All I know, is that nobody who has replied to my questions is competent or energetic enough to actually find the bug in FreeBSD. You can argue all you want about that, but it's precisely this sort of attitude that prevents operating systems like FreeBSD from being adopted on a large scale in many organizations.

Really? Windows' problems are fixed by the benevolent leader Allchin in MS?


Google for "breaking windows api" gave me a link from the past... http://security.tombom.co.uk/shatter.html. Care to tell me when they'll fix this?

If they delete NT to try FreeBSD, and
FreeBSD generates a raft of errors that NT never did, and all anyone
involved with the product can say is "it's your hardware!" do you think
that they're going to keep using FreeBSD?

Or they could cover the other bases...that perhaps BSD is saying something that NT didn't report.


The OS is obviously
defective, since it is the only thing that changed.

Yes, obviously FreeBSD is worthless. I don't know how Yahoo stays up, or our servers here. It's amazing.


There is no reason
to look anywhere else UNTIL and UNLESS the OS is ruled.

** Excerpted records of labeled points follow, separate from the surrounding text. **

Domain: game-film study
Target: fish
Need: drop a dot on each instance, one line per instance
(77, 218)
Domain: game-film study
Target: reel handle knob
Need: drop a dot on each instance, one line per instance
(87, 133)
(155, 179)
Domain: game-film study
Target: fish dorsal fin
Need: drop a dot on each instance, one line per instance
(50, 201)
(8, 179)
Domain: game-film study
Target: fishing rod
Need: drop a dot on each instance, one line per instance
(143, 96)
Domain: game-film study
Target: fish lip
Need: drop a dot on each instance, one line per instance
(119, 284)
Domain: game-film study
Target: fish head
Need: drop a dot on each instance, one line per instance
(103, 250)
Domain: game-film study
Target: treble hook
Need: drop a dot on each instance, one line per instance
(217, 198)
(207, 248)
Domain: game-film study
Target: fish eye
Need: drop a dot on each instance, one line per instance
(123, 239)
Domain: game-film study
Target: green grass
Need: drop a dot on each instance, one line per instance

I know that I routinely scour the OS source code for problems when one of our cobbled workstations acts up under Windows. Oh, wait, I was just reminded that usually it's a network card or video card that goes bad in old systems that prevents them from working. Or a bad memory stick, or a processor that overheated. But maybe those errors were caused by a bad Windows driver? I don't know. Just know that when I replace the part, the OS must suddenly have the bugs fixed in the source code too.


Looking at
everything else _first_ just to avoid taking responsibility for a bug in
the OS is not the way it's done.

Really? Here I thought that was called "troubleshooting", especially if the hardware in question is on the support hardware list and people on lists with the same hardware aren't having that problem.


For all we know the SCSI device driver under Windows NT ran into the
exact same error - and simply did the bus reset silently, without
informing the user. That would be completely in character with how
Microsoft approaches things (ie: if it doesen't kill the system the
user doesen't need to know about it)

That's how FreeBSD does it, too, based on the snippets of code I've looked at.

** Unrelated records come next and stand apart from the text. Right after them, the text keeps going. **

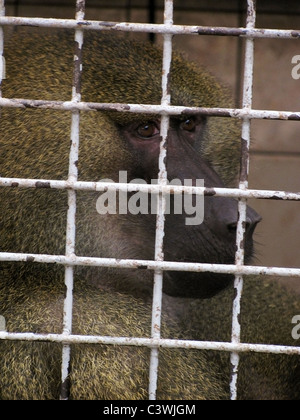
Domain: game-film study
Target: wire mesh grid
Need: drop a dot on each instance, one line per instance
(158, 265)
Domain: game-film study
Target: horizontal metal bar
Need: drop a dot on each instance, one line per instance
(152, 28)
(151, 343)
(149, 109)
(150, 265)
(147, 188)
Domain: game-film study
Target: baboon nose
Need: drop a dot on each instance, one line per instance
(252, 221)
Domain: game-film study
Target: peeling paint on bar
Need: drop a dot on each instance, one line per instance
(146, 28)
(161, 203)
(242, 205)
(149, 109)
(148, 342)
(155, 189)
(151, 265)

Silently resetting without telling you? Then what are the errors you're getting again?


As I have told him before the only way to find the error is to install
a SCSI analyzer onto the SCSI bus, and only Adaptec and the disk drive
manufacturers have such a tool - and if one did, they would almost
certainly find out it is some kind of low-level timing od SCSI command
set implementation issue that would need a correction in either the
Adaptec controller microcode, or one of the disk drive's microcode -
and you could identify which disk it was a lot simpler and quicker by
just doing the troubleshooting suggestions that have already been
given to him. Besides which, a half hour of time on such a tool would
probably cost more than the price of a brand new server.

No, the only way to find the error is to find someone who knows the
FreeBSD code and is competent and willing to discuss the problem,
instead of people who spend their time blowing smoke in order to avoid
admitting that they haven't a ghost of a clue as to what the problem is.

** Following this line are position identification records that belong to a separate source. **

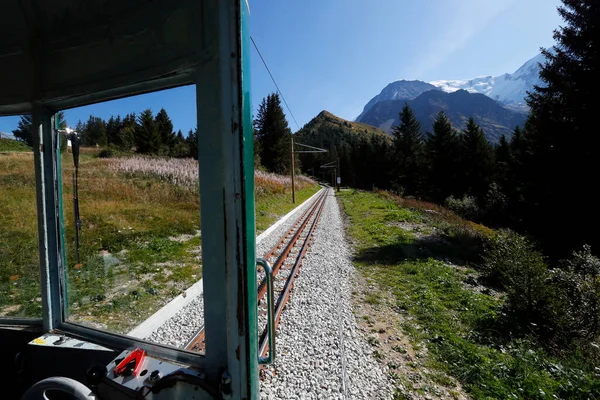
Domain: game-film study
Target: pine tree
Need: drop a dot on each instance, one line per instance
(180, 148)
(408, 149)
(561, 133)
(127, 129)
(24, 130)
(477, 160)
(443, 159)
(274, 135)
(147, 138)
(192, 142)
(94, 132)
(113, 126)
(165, 131)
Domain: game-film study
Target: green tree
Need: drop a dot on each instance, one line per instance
(477, 160)
(165, 131)
(94, 132)
(274, 135)
(192, 143)
(126, 135)
(24, 131)
(113, 126)
(561, 134)
(443, 157)
(147, 138)
(180, 148)
(408, 152)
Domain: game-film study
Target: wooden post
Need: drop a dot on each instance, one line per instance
(293, 173)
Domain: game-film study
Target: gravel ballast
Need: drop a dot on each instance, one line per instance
(321, 353)
(179, 329)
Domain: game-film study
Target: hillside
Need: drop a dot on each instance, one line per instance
(10, 145)
(325, 121)
(357, 146)
(494, 119)
(405, 90)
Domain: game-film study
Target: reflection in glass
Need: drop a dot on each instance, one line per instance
(20, 295)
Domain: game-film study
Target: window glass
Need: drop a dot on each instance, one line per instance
(20, 294)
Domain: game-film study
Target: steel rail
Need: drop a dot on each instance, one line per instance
(289, 284)
(196, 343)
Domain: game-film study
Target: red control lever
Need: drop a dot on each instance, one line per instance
(131, 364)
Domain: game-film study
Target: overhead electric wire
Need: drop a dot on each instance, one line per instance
(273, 79)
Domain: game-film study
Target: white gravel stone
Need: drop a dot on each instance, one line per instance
(321, 353)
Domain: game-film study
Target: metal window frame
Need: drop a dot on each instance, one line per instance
(227, 175)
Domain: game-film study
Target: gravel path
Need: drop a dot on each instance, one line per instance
(179, 329)
(321, 353)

Or you find someone with the same hardware setup and install the OS to see if it's reproducible. See, if it's reproducible on a likewise-configured machine, then you start looking at the drivers. Otherwise you could have a defective piece of hardware and you're the one wasting people's time.


You obviously have no idea what's wrong; why do you continue to reply?

Because you're continuing to reply to his replies?